Je suis un con, qu’on se le dise, et à ce titre je suis capable du pire, c’est bien connu «  Les cons ça ose tout, c’est même à ça qu’on les r’connait.  » (Michel Audiard, les tontons flingueurs).

J’ai crié haut et fort que je ne voulais pas entendre parler de mes quarante ans. Je n’ai pas l’impression que le message soit bien passé, alors je vais préciser ma pensée.

Il y a maintenant plus de quinze ans (les plus vieux de mes copains s’en souviennent), j’ai émis l’idée que je ne souhaitais plus fêter mes anniversaires au delà de vingt-cinq ans, pour la plus simple des raisons, ça m’emmerde profondément de vieillir ; comme je n’ai pas le choix, je m’en accommode ; mais rien ne m’oblige à célébrer cela chaque année.

Dans quelques semaines, ce sont mes quarante ans qui s’annoncent, je ne peux pas imaginer chose plus désagréable. Je vais comme toujours passer le cap le plus distraitement possible, afin de ne pas trop m’y attarder.
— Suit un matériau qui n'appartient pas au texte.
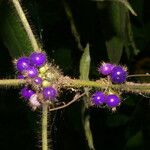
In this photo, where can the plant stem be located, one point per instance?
(26, 25)
(11, 82)
(127, 87)
(44, 127)
(76, 83)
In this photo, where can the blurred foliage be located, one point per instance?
(105, 26)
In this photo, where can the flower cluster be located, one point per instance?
(117, 74)
(101, 99)
(35, 70)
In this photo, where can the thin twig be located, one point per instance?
(138, 75)
(11, 82)
(69, 103)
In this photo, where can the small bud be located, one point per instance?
(45, 83)
(43, 69)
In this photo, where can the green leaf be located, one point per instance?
(124, 2)
(85, 64)
(12, 32)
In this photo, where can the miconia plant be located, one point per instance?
(43, 83)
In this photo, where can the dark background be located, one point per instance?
(128, 128)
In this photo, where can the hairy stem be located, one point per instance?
(76, 83)
(25, 24)
(44, 127)
(11, 82)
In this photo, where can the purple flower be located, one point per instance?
(49, 93)
(38, 59)
(112, 100)
(98, 98)
(105, 68)
(118, 75)
(26, 93)
(22, 63)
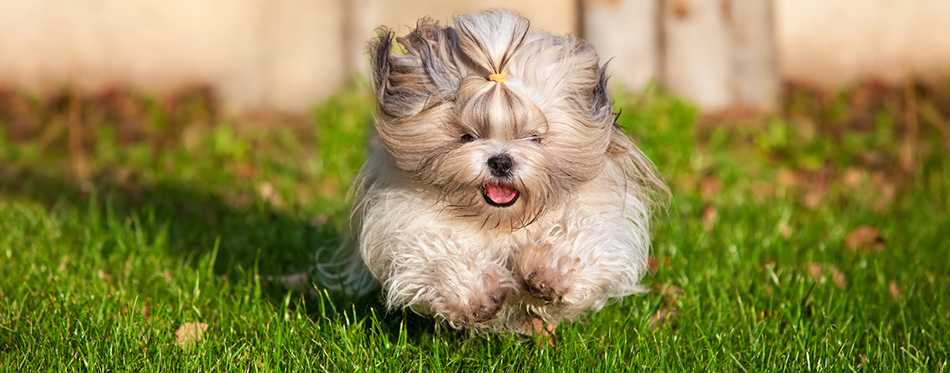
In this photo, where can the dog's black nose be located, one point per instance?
(500, 165)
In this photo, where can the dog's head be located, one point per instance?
(500, 121)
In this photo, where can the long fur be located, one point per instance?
(577, 235)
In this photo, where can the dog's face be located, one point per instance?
(501, 131)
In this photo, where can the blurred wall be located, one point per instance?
(274, 54)
(829, 43)
(289, 54)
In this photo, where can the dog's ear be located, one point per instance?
(416, 72)
(601, 104)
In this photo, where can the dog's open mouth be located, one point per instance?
(500, 195)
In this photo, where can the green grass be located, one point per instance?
(99, 272)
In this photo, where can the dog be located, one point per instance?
(503, 197)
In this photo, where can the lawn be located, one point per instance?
(816, 239)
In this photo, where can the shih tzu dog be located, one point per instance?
(504, 197)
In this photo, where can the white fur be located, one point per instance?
(426, 232)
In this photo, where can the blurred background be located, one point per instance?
(287, 55)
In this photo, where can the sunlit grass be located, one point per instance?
(752, 270)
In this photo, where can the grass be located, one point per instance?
(109, 249)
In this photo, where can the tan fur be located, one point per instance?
(578, 232)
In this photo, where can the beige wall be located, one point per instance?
(834, 42)
(289, 54)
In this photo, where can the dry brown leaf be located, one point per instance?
(864, 238)
(789, 178)
(812, 198)
(298, 281)
(710, 187)
(852, 177)
(838, 277)
(190, 333)
(894, 289)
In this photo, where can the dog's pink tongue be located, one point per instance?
(501, 194)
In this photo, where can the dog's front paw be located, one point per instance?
(474, 308)
(546, 284)
(477, 310)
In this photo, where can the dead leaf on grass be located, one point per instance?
(812, 198)
(789, 178)
(864, 238)
(852, 177)
(710, 187)
(190, 333)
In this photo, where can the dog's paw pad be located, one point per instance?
(546, 285)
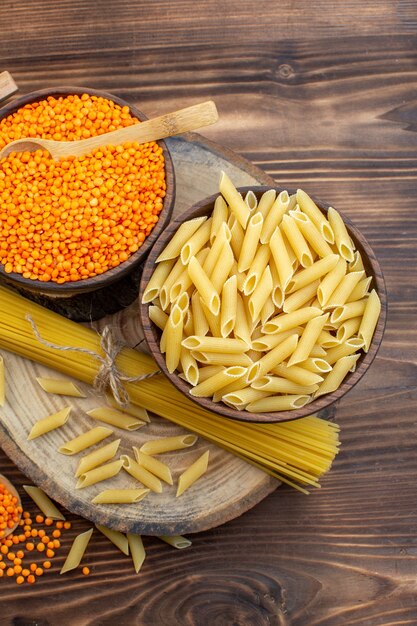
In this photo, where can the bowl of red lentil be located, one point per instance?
(73, 232)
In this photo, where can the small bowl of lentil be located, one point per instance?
(73, 233)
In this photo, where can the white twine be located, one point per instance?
(108, 374)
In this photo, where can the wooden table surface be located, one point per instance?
(320, 95)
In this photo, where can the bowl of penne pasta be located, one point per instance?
(262, 304)
(76, 226)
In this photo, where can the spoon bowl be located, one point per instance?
(13, 491)
(175, 123)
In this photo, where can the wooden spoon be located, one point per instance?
(11, 488)
(167, 125)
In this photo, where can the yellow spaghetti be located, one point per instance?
(296, 452)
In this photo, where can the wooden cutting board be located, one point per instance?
(230, 487)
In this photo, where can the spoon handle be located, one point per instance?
(181, 121)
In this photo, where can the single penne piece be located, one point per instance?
(185, 231)
(256, 269)
(219, 215)
(344, 349)
(250, 242)
(60, 387)
(345, 312)
(117, 538)
(312, 273)
(282, 260)
(330, 282)
(77, 551)
(168, 444)
(115, 417)
(261, 294)
(97, 457)
(159, 276)
(222, 269)
(136, 550)
(44, 503)
(311, 234)
(361, 289)
(218, 358)
(301, 297)
(98, 474)
(266, 201)
(308, 206)
(154, 466)
(297, 241)
(141, 474)
(157, 316)
(274, 216)
(272, 358)
(267, 342)
(216, 382)
(341, 235)
(239, 399)
(235, 201)
(270, 404)
(215, 344)
(204, 286)
(241, 330)
(228, 306)
(349, 328)
(174, 335)
(189, 366)
(223, 236)
(369, 320)
(85, 440)
(45, 425)
(344, 289)
(2, 382)
(192, 473)
(308, 339)
(201, 326)
(131, 409)
(275, 384)
(120, 496)
(286, 321)
(336, 376)
(297, 374)
(176, 541)
(194, 244)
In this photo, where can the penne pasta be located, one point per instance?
(44, 503)
(168, 444)
(154, 466)
(97, 457)
(235, 201)
(118, 539)
(120, 496)
(98, 474)
(136, 550)
(116, 418)
(77, 551)
(192, 473)
(141, 474)
(60, 387)
(45, 425)
(185, 231)
(369, 320)
(85, 440)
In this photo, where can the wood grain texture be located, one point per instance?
(320, 95)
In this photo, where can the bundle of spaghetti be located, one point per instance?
(297, 452)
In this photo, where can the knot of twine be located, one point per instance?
(108, 376)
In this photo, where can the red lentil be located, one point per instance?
(76, 218)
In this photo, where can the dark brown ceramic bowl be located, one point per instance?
(152, 333)
(70, 289)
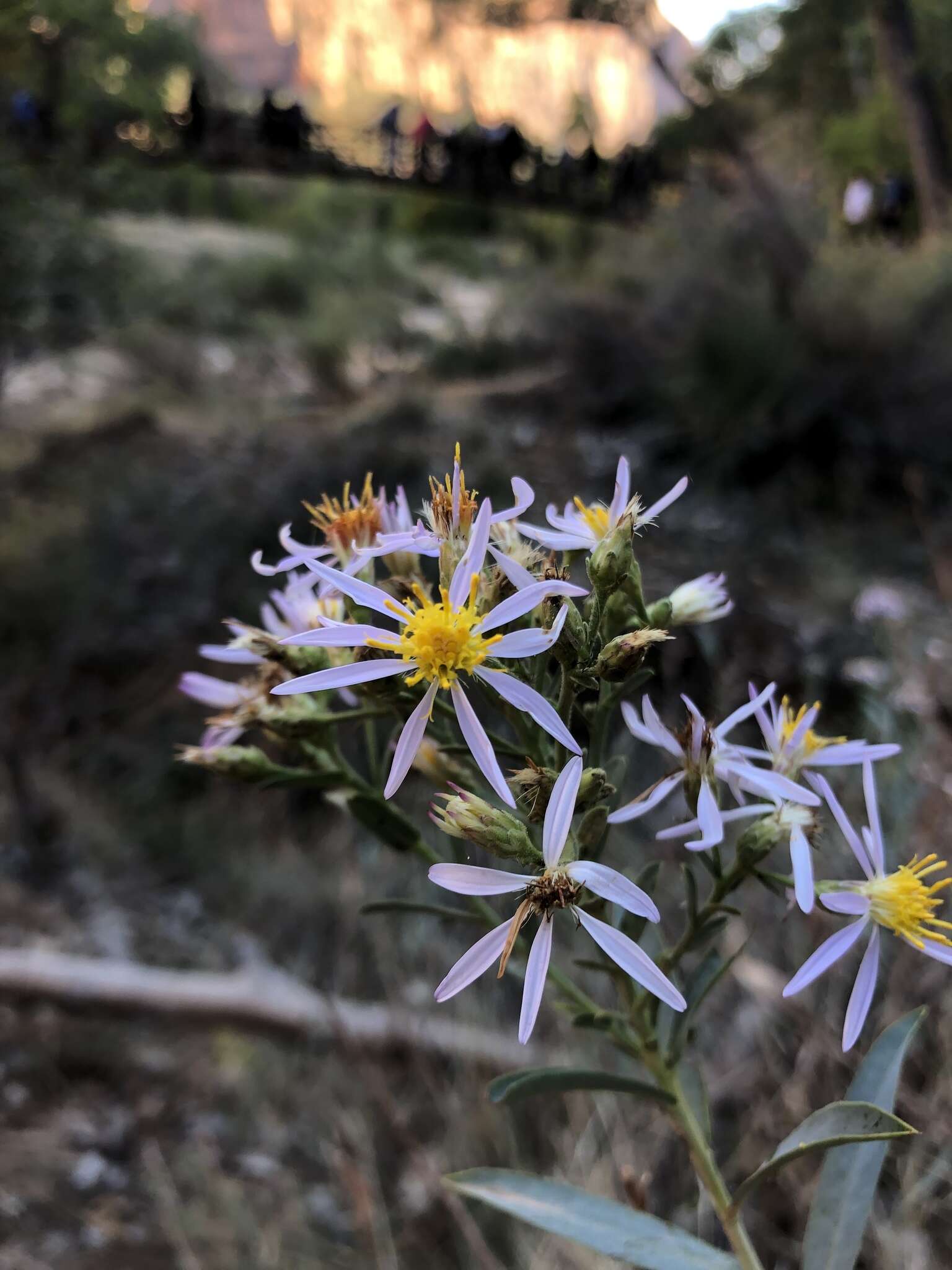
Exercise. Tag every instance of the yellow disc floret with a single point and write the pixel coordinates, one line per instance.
(596, 516)
(809, 742)
(441, 641)
(348, 518)
(904, 904)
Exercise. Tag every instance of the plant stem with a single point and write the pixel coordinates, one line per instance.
(711, 1178)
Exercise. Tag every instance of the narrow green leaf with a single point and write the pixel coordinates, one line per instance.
(833, 1126)
(412, 906)
(696, 1093)
(598, 1223)
(690, 890)
(598, 1019)
(530, 1081)
(850, 1175)
(702, 980)
(390, 825)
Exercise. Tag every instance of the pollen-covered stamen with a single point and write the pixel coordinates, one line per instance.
(452, 505)
(904, 904)
(804, 741)
(594, 515)
(441, 641)
(348, 518)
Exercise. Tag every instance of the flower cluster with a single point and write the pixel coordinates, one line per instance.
(410, 619)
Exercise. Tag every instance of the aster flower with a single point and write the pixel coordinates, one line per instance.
(558, 887)
(286, 613)
(583, 526)
(450, 517)
(438, 642)
(350, 525)
(703, 756)
(792, 745)
(702, 600)
(903, 902)
(224, 696)
(782, 822)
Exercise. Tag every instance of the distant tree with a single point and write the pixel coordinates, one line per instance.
(93, 66)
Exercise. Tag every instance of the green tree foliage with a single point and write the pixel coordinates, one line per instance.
(94, 66)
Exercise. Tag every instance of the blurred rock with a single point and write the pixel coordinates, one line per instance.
(89, 1171)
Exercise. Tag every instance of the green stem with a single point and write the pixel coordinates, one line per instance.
(711, 1178)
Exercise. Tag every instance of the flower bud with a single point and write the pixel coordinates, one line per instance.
(296, 658)
(534, 785)
(571, 646)
(702, 600)
(625, 653)
(295, 717)
(466, 815)
(242, 762)
(612, 561)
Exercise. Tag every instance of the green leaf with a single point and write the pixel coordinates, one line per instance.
(390, 826)
(833, 1126)
(601, 1020)
(530, 1081)
(702, 980)
(598, 1223)
(412, 906)
(695, 1091)
(850, 1175)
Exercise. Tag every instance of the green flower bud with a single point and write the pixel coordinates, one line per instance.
(660, 614)
(242, 762)
(466, 815)
(625, 653)
(296, 717)
(573, 642)
(612, 561)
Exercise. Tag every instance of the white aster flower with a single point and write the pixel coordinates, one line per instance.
(901, 902)
(438, 642)
(702, 600)
(286, 613)
(224, 696)
(792, 745)
(705, 756)
(794, 824)
(582, 526)
(558, 887)
(350, 523)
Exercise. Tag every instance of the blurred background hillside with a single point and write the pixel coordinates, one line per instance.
(250, 249)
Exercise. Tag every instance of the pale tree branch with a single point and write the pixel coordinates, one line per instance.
(259, 997)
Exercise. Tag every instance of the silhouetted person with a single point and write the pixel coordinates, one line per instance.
(895, 198)
(197, 122)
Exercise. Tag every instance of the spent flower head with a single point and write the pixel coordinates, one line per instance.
(558, 887)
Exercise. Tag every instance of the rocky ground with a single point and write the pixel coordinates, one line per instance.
(138, 479)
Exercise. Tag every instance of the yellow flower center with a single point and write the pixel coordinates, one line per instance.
(439, 639)
(442, 505)
(594, 515)
(904, 904)
(810, 742)
(348, 520)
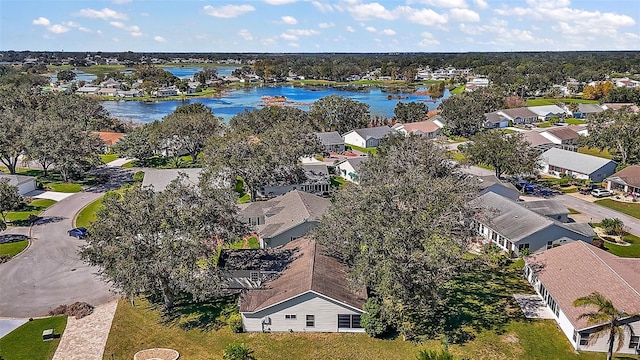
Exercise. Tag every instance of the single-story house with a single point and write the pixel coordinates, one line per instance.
(537, 141)
(285, 218)
(585, 110)
(25, 184)
(161, 178)
(545, 112)
(428, 129)
(348, 168)
(582, 166)
(563, 274)
(513, 227)
(310, 295)
(626, 180)
(494, 121)
(368, 137)
(249, 268)
(317, 180)
(520, 115)
(550, 208)
(332, 141)
(563, 136)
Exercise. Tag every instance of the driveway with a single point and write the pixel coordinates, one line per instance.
(50, 273)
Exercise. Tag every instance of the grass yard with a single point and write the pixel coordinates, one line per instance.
(631, 209)
(107, 158)
(595, 152)
(88, 214)
(35, 207)
(14, 248)
(553, 101)
(369, 151)
(25, 342)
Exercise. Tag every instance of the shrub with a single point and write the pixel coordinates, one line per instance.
(138, 176)
(237, 352)
(235, 322)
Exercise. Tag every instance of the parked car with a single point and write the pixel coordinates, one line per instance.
(79, 232)
(601, 192)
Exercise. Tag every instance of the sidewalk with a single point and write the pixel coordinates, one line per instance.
(86, 338)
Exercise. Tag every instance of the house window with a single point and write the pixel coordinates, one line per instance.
(348, 321)
(311, 320)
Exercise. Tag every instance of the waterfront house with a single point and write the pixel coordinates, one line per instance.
(310, 295)
(284, 218)
(563, 274)
(557, 162)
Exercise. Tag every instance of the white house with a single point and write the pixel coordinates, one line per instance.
(285, 218)
(348, 168)
(563, 274)
(25, 184)
(513, 227)
(582, 166)
(368, 137)
(311, 295)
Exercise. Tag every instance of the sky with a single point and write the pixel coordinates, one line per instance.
(294, 26)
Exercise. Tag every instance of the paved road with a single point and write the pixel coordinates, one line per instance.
(50, 272)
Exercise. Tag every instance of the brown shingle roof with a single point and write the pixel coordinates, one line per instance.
(564, 133)
(310, 271)
(579, 269)
(630, 175)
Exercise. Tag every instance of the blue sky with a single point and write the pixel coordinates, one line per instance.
(319, 25)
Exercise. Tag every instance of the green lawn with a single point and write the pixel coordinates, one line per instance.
(25, 342)
(553, 101)
(13, 248)
(625, 251)
(88, 214)
(35, 207)
(595, 152)
(107, 158)
(370, 151)
(631, 209)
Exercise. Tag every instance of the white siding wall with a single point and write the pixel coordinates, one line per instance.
(354, 139)
(324, 309)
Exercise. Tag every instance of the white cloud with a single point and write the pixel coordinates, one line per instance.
(482, 4)
(105, 13)
(41, 21)
(279, 2)
(290, 20)
(245, 34)
(428, 39)
(322, 6)
(464, 15)
(228, 11)
(447, 3)
(133, 30)
(58, 29)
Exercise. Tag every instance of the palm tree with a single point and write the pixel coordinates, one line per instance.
(606, 314)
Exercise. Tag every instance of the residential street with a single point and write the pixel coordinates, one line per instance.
(50, 273)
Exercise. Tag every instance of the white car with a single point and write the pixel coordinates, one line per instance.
(601, 192)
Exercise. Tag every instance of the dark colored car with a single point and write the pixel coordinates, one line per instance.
(80, 232)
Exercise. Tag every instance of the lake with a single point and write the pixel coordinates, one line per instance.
(250, 98)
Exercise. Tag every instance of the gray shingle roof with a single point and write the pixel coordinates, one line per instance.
(330, 138)
(574, 161)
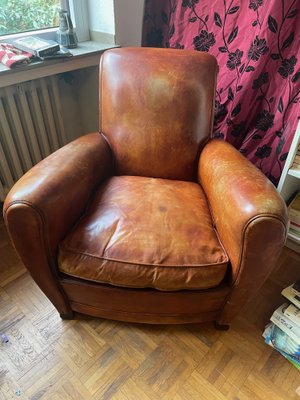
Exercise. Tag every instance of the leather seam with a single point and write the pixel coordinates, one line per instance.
(45, 241)
(145, 314)
(107, 282)
(145, 264)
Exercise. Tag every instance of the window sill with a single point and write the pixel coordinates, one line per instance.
(85, 55)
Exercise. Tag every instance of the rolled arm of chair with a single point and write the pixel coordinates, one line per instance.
(45, 203)
(250, 218)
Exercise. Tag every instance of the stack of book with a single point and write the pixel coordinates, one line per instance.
(41, 48)
(283, 333)
(296, 162)
(294, 214)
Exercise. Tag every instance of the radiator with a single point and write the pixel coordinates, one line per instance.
(31, 127)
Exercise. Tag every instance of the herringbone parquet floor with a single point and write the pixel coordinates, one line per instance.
(87, 358)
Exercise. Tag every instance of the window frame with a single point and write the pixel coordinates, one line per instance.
(79, 16)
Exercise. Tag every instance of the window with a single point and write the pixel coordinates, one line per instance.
(40, 17)
(27, 15)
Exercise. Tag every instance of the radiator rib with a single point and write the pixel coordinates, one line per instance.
(31, 127)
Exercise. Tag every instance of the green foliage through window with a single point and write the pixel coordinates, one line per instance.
(25, 15)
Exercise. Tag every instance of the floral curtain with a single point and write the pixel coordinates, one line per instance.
(257, 45)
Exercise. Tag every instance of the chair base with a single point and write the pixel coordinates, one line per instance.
(69, 315)
(221, 327)
(144, 305)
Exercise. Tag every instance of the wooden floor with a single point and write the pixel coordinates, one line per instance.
(86, 358)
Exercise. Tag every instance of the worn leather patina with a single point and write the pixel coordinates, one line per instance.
(149, 220)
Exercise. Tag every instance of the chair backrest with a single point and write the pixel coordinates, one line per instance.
(156, 109)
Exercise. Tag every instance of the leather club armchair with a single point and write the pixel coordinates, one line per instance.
(149, 220)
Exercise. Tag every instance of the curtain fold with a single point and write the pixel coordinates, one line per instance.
(257, 45)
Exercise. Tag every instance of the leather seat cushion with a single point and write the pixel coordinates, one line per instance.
(145, 232)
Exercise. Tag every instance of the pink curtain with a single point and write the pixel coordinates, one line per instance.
(257, 45)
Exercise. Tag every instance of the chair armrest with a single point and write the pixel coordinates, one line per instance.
(250, 218)
(45, 203)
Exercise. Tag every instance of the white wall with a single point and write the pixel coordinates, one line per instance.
(101, 16)
(129, 22)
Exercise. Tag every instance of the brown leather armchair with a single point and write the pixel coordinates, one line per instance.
(149, 220)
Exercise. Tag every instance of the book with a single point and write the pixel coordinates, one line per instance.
(285, 324)
(281, 341)
(268, 340)
(62, 53)
(36, 46)
(296, 286)
(294, 207)
(293, 313)
(289, 294)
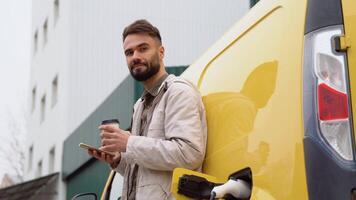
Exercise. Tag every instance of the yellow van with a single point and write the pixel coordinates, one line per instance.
(279, 95)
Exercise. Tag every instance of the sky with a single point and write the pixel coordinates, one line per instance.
(15, 34)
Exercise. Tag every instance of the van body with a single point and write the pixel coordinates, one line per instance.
(279, 91)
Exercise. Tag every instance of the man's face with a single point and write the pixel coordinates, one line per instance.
(143, 55)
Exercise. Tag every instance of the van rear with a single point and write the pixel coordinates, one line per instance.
(329, 77)
(279, 91)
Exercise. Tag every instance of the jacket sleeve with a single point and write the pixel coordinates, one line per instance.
(121, 166)
(185, 134)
Mais si il y a une chose que je ne souhaite pas c’est une grande « messe » pour marquer cette date si ... importante. Beurk !

Une autre chose pour laquelle je suis très, mais alors là très con, j’ai horreur qu’on me fasse des surprises. Mais horreur au point de me fâcher avec quiconque m’en ferait une. Et là aussi, les plus vieux de mes copains peuvent en témoigner.

Alors la conjonction des deux : une fête surprise pour mes quarante ans, me glace d’effroi.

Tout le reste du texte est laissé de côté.